Thanks PAB! Those links were very helpful Sounds like goat, rice, and beans are some of their staple foods. I can't wait to try all sorts of things and report back you you all


----------



## middie (Mar 30, 2005)

gb i hope you have a great trip!!


----------



## MJ (Mar 30, 2005)

I can't help much GB, but I hope you have a great time on your vacation man! You deserve it!


----------



## Magia (Apr 1, 2005)

While I have never been there myself, I have lot's of friends and family members that have and they all talk about this pork they had.  It is placed in a whole in the sand, with hot coal in it, covered with foil and then buried with more sand, for as long as hole day.  Apparently, it gets a smoky flavour and it is delicious.  They have all sorts of typical food, served at the resorts, restaurants, hotels, you know, not hard to miss.  Plus you'll probably be so busy, going out (great party time and clubs), you won't feel all that much like "food hunting".
Have a great time!  I want to go there myself!    (green in envy)


----------



## Lugaru (Apr 1, 2005)

Magia: I've had both pork and goat prepared that way, it makes the food taste amazing. 

Btw one thing I've learned from traveling is that if you have a strong stomache, go ahead and explore! Some of the best meals I've ever had have been improvised restaurants built in the garage of some one's house.
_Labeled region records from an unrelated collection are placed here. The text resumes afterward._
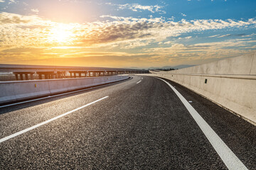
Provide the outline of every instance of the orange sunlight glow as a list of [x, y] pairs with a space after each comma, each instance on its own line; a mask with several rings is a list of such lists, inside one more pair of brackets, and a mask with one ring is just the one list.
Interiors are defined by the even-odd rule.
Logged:
[[58, 44], [72, 44], [75, 35], [73, 33], [74, 27], [72, 25], [58, 23], [53, 27], [49, 33], [48, 41]]

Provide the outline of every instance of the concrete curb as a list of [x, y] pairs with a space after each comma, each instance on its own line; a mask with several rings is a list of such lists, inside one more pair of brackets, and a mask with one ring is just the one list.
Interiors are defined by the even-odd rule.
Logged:
[[0, 82], [0, 103], [38, 98], [113, 83], [128, 76]]

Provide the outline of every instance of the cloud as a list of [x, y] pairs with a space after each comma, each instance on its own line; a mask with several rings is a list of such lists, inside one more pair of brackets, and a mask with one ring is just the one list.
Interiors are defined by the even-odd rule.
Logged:
[[181, 13], [181, 16], [186, 16], [186, 15], [185, 13]]
[[39, 10], [38, 8], [31, 8], [32, 12], [38, 13]]
[[190, 39], [190, 38], [192, 38], [192, 36], [188, 36], [188, 37], [184, 37], [184, 38], [178, 38], [178, 40], [181, 40], [181, 39]]
[[208, 36], [208, 38], [224, 38], [224, 37], [246, 37], [245, 34], [225, 34], [220, 35], [220, 34]]
[[[203, 60], [236, 56], [251, 52], [255, 43], [251, 38], [245, 38], [249, 35], [255, 36], [255, 34], [230, 34], [245, 38], [189, 45], [182, 44], [180, 41], [177, 43], [174, 38], [172, 41], [166, 41], [166, 38], [169, 40], [170, 38], [184, 36], [193, 32], [255, 28], [255, 19], [183, 19], [174, 22], [162, 17], [146, 18], [102, 16], [102, 18], [103, 21], [82, 24], [60, 23], [37, 16], [0, 13], [0, 62], [11, 62], [11, 60], [21, 61], [19, 59], [32, 61], [36, 58], [40, 61], [50, 61], [48, 60], [53, 58], [53, 56], [60, 58], [60, 59], [65, 58], [68, 61], [67, 64], [82, 64], [79, 60], [89, 63], [89, 59], [93, 60], [95, 64], [101, 63], [107, 58], [119, 61], [120, 57], [123, 57], [123, 61], [127, 62], [127, 64], [139, 64], [138, 61], [143, 64], [151, 64], [151, 62], [160, 64], [182, 61], [203, 62]], [[63, 40], [62, 35], [68, 35], [65, 41], [61, 40]], [[60, 38], [56, 35], [61, 35], [60, 41]], [[214, 35], [210, 37], [231, 38], [231, 35]], [[192, 36], [183, 38], [184, 40], [190, 38]], [[166, 45], [159, 45], [161, 44]], [[23, 48], [26, 50], [21, 50]], [[136, 50], [130, 50], [132, 48]], [[6, 50], [10, 49], [14, 50]], [[37, 50], [33, 51], [28, 49]], [[120, 49], [122, 49], [122, 52]], [[71, 57], [77, 62], [68, 60]], [[111, 66], [118, 66], [116, 64]]]
[[23, 24], [41, 20], [36, 16], [21, 16], [15, 13], [0, 13], [0, 24]]
[[231, 36], [231, 34], [223, 35], [218, 36], [218, 38], [230, 37], [230, 36]]
[[139, 11], [139, 10], [149, 11], [151, 13], [159, 12], [161, 13], [166, 13], [166, 11], [161, 10], [164, 6], [154, 5], [154, 6], [142, 6], [139, 4], [113, 4], [110, 2], [105, 3], [107, 5], [117, 6], [119, 9], [130, 9], [133, 11]]

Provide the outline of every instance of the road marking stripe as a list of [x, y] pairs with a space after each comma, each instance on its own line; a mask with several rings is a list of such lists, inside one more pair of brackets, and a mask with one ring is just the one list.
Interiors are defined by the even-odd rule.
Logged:
[[[129, 78], [128, 79], [130, 79], [130, 78]], [[126, 79], [126, 80], [128, 80], [128, 79]], [[29, 100], [29, 101], [21, 101], [21, 102], [18, 102], [18, 103], [12, 103], [12, 104], [4, 105], [4, 106], [0, 106], [0, 108], [4, 108], [4, 107], [7, 107], [7, 106], [14, 106], [14, 105], [26, 103], [28, 103], [28, 102], [31, 102], [31, 101], [40, 101], [40, 100], [43, 100], [43, 99], [46, 99], [46, 98], [53, 98], [53, 97], [57, 97], [57, 96], [63, 96], [63, 95], [65, 95], [65, 94], [74, 94], [74, 93], [77, 93], [77, 92], [80, 92], [80, 91], [87, 91], [87, 90], [93, 89], [96, 89], [96, 88], [99, 88], [99, 87], [107, 86], [115, 84], [117, 84], [117, 83], [119, 83], [119, 81], [114, 82], [114, 83], [110, 83], [110, 84], [103, 84], [103, 85], [100, 85], [100, 86], [95, 86], [95, 87], [90, 87], [90, 88], [87, 88], [87, 89], [85, 89], [78, 90], [78, 91], [71, 91], [71, 92], [67, 92], [67, 93], [60, 94], [55, 94], [55, 95], [49, 96], [47, 96], [47, 97], [43, 97], [43, 98], [36, 98], [36, 99], [33, 99], [33, 100]]]
[[242, 162], [235, 156], [231, 149], [225, 144], [210, 126], [203, 120], [199, 113], [185, 99], [185, 98], [166, 81], [157, 78], [166, 83], [181, 99], [186, 109], [198, 125], [210, 143], [217, 152], [228, 169], [247, 169]]
[[103, 100], [103, 99], [105, 99], [105, 98], [108, 98], [108, 96], [105, 96], [105, 97], [104, 97], [104, 98], [100, 98], [100, 99], [98, 99], [98, 100], [97, 100], [97, 101], [92, 101], [92, 102], [88, 103], [88, 104], [84, 105], [84, 106], [81, 106], [81, 107], [79, 107], [79, 108], [75, 108], [75, 109], [74, 109], [74, 110], [70, 110], [70, 111], [68, 111], [68, 112], [67, 112], [67, 113], [63, 113], [63, 114], [62, 114], [62, 115], [58, 115], [58, 116], [54, 117], [53, 118], [49, 119], [49, 120], [46, 120], [46, 121], [42, 122], [42, 123], [39, 123], [39, 124], [37, 124], [37, 125], [33, 125], [33, 126], [32, 126], [32, 127], [31, 127], [31, 128], [24, 129], [24, 130], [21, 130], [21, 131], [19, 131], [19, 132], [16, 132], [16, 133], [14, 133], [14, 134], [13, 134], [13, 135], [9, 135], [9, 136], [7, 136], [7, 137], [4, 137], [4, 138], [2, 138], [2, 139], [0, 140], [0, 143], [3, 142], [4, 141], [8, 140], [9, 140], [9, 139], [11, 139], [11, 138], [13, 138], [13, 137], [16, 137], [16, 136], [18, 136], [18, 135], [21, 135], [21, 134], [23, 134], [23, 133], [25, 133], [25, 132], [28, 132], [28, 131], [29, 131], [29, 130], [33, 130], [33, 129], [35, 129], [35, 128], [38, 128], [39, 126], [41, 126], [41, 125], [43, 125], [46, 124], [46, 123], [50, 123], [50, 122], [52, 122], [52, 121], [53, 121], [53, 120], [56, 120], [56, 119], [58, 119], [58, 118], [61, 118], [61, 117], [63, 117], [63, 116], [65, 116], [65, 115], [68, 115], [68, 114], [70, 114], [70, 113], [73, 113], [73, 112], [75, 112], [75, 111], [77, 111], [77, 110], [80, 110], [80, 109], [81, 109], [81, 108], [85, 108], [85, 107], [87, 107], [87, 106], [90, 106], [90, 105], [92, 105], [92, 104], [93, 104], [93, 103], [95, 103], [96, 102], [98, 102], [98, 101], [101, 101], [101, 100]]

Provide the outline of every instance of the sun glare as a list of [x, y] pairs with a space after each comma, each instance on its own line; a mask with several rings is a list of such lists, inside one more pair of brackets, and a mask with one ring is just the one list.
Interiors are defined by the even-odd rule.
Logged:
[[50, 42], [58, 42], [59, 44], [70, 43], [75, 36], [73, 28], [72, 26], [60, 23], [50, 30], [48, 40]]

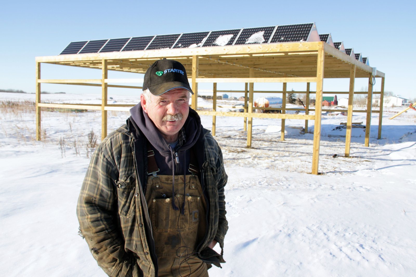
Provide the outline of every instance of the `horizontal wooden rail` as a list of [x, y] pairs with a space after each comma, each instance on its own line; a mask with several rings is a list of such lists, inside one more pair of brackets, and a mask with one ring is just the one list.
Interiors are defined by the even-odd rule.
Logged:
[[233, 112], [213, 112], [206, 110], [198, 110], [198, 114], [203, 115], [216, 115], [217, 116], [232, 116], [240, 118], [282, 118], [283, 119], [300, 119], [313, 120], [315, 116], [310, 115], [291, 115], [281, 113], [237, 113]]
[[197, 83], [314, 83], [316, 77], [196, 78]]

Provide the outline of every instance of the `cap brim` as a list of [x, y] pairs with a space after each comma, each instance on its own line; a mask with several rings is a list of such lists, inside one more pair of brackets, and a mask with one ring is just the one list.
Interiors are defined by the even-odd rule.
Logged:
[[175, 81], [166, 82], [149, 87], [149, 89], [151, 94], [156, 96], [162, 95], [163, 93], [175, 88], [184, 88], [191, 94], [193, 94], [193, 92], [189, 87], [189, 85], [182, 82]]

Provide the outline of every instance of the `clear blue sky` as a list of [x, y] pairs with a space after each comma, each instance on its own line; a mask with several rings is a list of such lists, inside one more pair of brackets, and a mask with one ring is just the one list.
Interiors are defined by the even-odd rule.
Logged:
[[[314, 22], [319, 33], [331, 33], [334, 42], [343, 41], [346, 48], [368, 57], [370, 66], [385, 73], [386, 91], [413, 98], [415, 5], [414, 1], [400, 0], [7, 1], [2, 4], [0, 17], [0, 88], [34, 92], [35, 57], [58, 55], [72, 41]], [[43, 78], [101, 78], [98, 70], [42, 66]], [[121, 74], [110, 73], [110, 78], [138, 78]], [[376, 90], [380, 90], [380, 80]], [[366, 83], [357, 80], [355, 90]], [[288, 84], [288, 89], [305, 89], [299, 86]], [[324, 86], [327, 91], [346, 91], [348, 81], [325, 79]], [[259, 85], [256, 89], [268, 88]], [[42, 84], [42, 89], [100, 91], [50, 84]]]

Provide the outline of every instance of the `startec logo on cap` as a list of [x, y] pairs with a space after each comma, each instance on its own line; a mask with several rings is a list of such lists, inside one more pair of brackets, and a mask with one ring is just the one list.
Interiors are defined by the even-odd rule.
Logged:
[[177, 69], [174, 68], [170, 68], [168, 69], [165, 69], [164, 71], [158, 71], [156, 72], [156, 75], [158, 76], [161, 76], [163, 74], [166, 74], [169, 72], [177, 72], [178, 73], [180, 73], [181, 74], [183, 75], [183, 71], [181, 69]]

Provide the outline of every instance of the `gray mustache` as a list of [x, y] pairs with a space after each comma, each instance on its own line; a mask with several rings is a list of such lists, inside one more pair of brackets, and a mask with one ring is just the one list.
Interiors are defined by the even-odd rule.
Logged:
[[166, 115], [162, 118], [162, 121], [179, 121], [181, 120], [183, 116], [181, 113], [177, 113], [176, 115]]

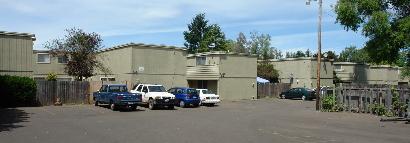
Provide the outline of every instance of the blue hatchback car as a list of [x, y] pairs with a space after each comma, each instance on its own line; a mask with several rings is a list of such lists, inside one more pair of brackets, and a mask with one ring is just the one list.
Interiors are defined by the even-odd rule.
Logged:
[[176, 87], [168, 90], [168, 92], [175, 95], [175, 103], [179, 104], [181, 107], [185, 107], [189, 104], [198, 107], [201, 102], [199, 93], [195, 88]]

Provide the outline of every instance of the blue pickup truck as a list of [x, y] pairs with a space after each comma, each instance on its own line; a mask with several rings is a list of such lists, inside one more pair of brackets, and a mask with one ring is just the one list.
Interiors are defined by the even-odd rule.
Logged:
[[100, 90], [93, 93], [96, 106], [98, 106], [98, 103], [109, 104], [113, 110], [116, 110], [119, 106], [130, 106], [131, 110], [136, 109], [137, 104], [142, 103], [142, 95], [140, 93], [128, 92], [126, 85], [118, 84], [103, 85]]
Look for shacks, look for vendors but more importantly look for places with a bit of a line.


----------



## college_cook (Apr 1, 2005)

You know what's spectacular, and is super-abundant in the Carribean?  Cruzan Rum.  I love that stuff.  I took a trip to the Carribean over my Christmas break, and brought back a few bottles of Cruzan Rum Cream.  It's a lot like Bailey's, but better tasting, cheaper, and without that icky aftertaste.  I drank my coffee w/ Rum every morning for almost a month.  If you ever go, bring a bottle back, because it's much cheaper in the islands than back home, between $4-8 savings per bottle.


----------